Canalizemos nossa atenção às formas “poblema” ou “pobrema” ou “probrema”, “almário”, outras mais complexas como “desinteria” ou a simples troca de lagarto por “largato”, além de “depedrar” (e não temos pedra!?). A troca do R pelo L ou vice-versa, fenômeno linguístico muito comum, mesmo involuntário, recebe a denominação de “rotacismo” (do grego rotakismós – uso demasiado ou errôneo da letra r). O fonema que é alvéolo-dental passa a ser palatal, pode ocorrer, também, pela acomodação da língua. Ao se falar “pobrema” em vez de problema, o falante terá de erguer menos a ponta da língua, ocorrendo acomodação linguística, ou melhor, torna-se mais fácil pronunciar a primeira que a segunda palavra.

Não são raros exemplos de rotacismo. Cráudio, Cláudio, Gláuber – Gráuber. (Zorra-total), /armoço/, /craro/ , /árbum/, /broco/, /brusa/,/ croro/ /pranta/, /prástico/. Quanto ao Cebolinha, da turma da Mônica, (Maurício Sousa) verifica-se um problema fonoaudiológico, denominado lambdacismo (do grego lambdakismós, pelo latim lambdacismu). O processo parece ser comum quando acompanhado de outra consoante, formando um encontro consonantal regular (br, cr, dr, fr, gr, etc.). Desconhecido de muitos, esse aspecto da língua ocorre há séculos, podendo ser encontrado nos versos do insigne vate Luís Vaz de Camões, conforme se atesta a seguir, em seu livro Os Lusíadas, vindo a público pela vez primeira em 1572:

"E não de agreste avena, ou frauta ruda." (canto I, verso 5)

"Pruma no gorro, um pouco declinada." (canto II, verso 98)

"Era este Ingrês potente, e militara" (canto VI, verso 47)

As palavras ‘flauta’, ’pluma’ e ‘inglês’ são empregadas com substituições do ‘l’ pelo ’r’. Mas quem de nós poderá contestar Camões?
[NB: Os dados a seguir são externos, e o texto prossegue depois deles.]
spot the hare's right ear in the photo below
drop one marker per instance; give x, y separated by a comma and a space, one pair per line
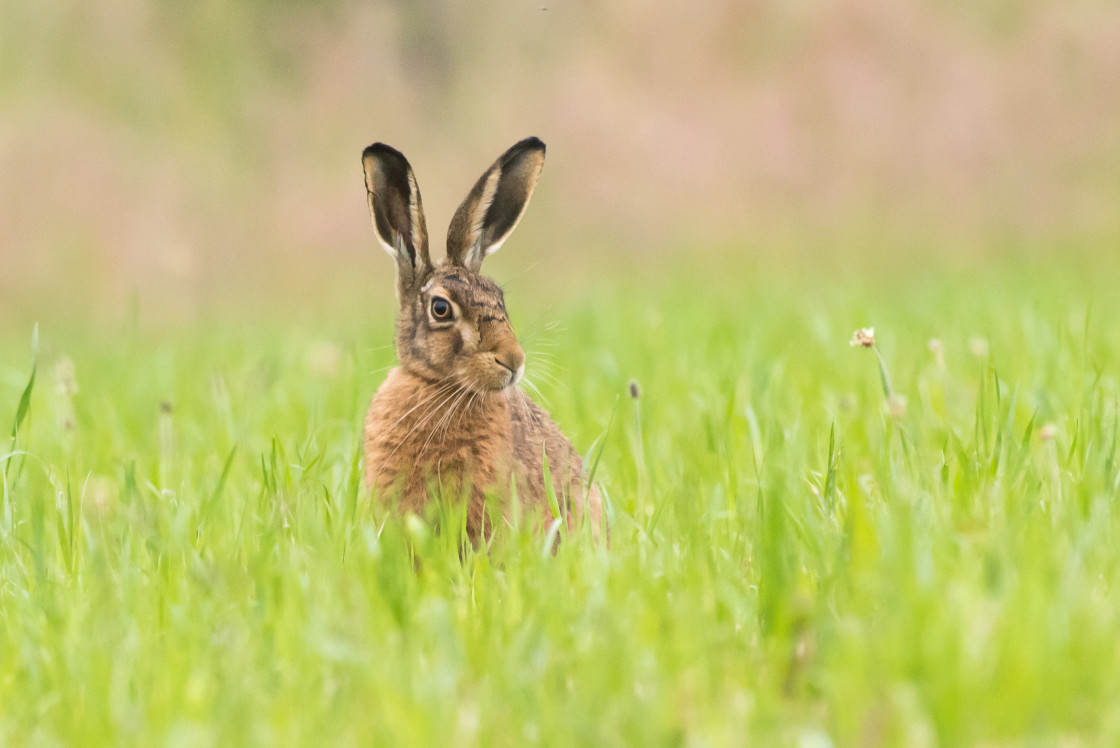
398, 214
495, 204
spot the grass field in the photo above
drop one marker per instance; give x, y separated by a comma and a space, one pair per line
187, 557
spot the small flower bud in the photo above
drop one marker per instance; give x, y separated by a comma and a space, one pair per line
864, 337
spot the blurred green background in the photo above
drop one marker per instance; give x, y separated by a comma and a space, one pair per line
170, 156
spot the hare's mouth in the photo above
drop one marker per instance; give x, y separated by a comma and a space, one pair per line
513, 374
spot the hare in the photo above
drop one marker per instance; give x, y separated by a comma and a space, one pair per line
450, 420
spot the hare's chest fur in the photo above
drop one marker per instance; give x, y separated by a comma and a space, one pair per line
421, 436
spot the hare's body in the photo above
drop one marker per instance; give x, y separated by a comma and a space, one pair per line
417, 445
450, 420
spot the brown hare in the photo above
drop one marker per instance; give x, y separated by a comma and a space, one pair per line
450, 420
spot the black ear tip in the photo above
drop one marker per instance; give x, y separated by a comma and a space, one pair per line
381, 151
531, 143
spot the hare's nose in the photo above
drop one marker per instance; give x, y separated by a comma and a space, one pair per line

Nossa ousadia não chega a tanto. Afirmam os filólogos (Portal Conhecimento Prático – UOL) que as substituições de ‘l’ por ‘r’, que temos hoje, provêm do latim, como “brando”, que veio de “blando”; ”fraco” que veio de “flaccus”; “obrigação” que veio de “obligatio”, “prata” que veio de “platta” (platinado). Igualmente surgiu com a mudança do ‘s’ que ocorreu no latim na posição intervocálica como em flos (flor), que gerou flosem e passou a florem. Em outras línguas, derivadas do latim, conforme destacamos, a consoante original permaneceu como no espanhol, que manteve o ‘l’ nas palavras “blando”,” flaco”,”’obligación” e “plata”.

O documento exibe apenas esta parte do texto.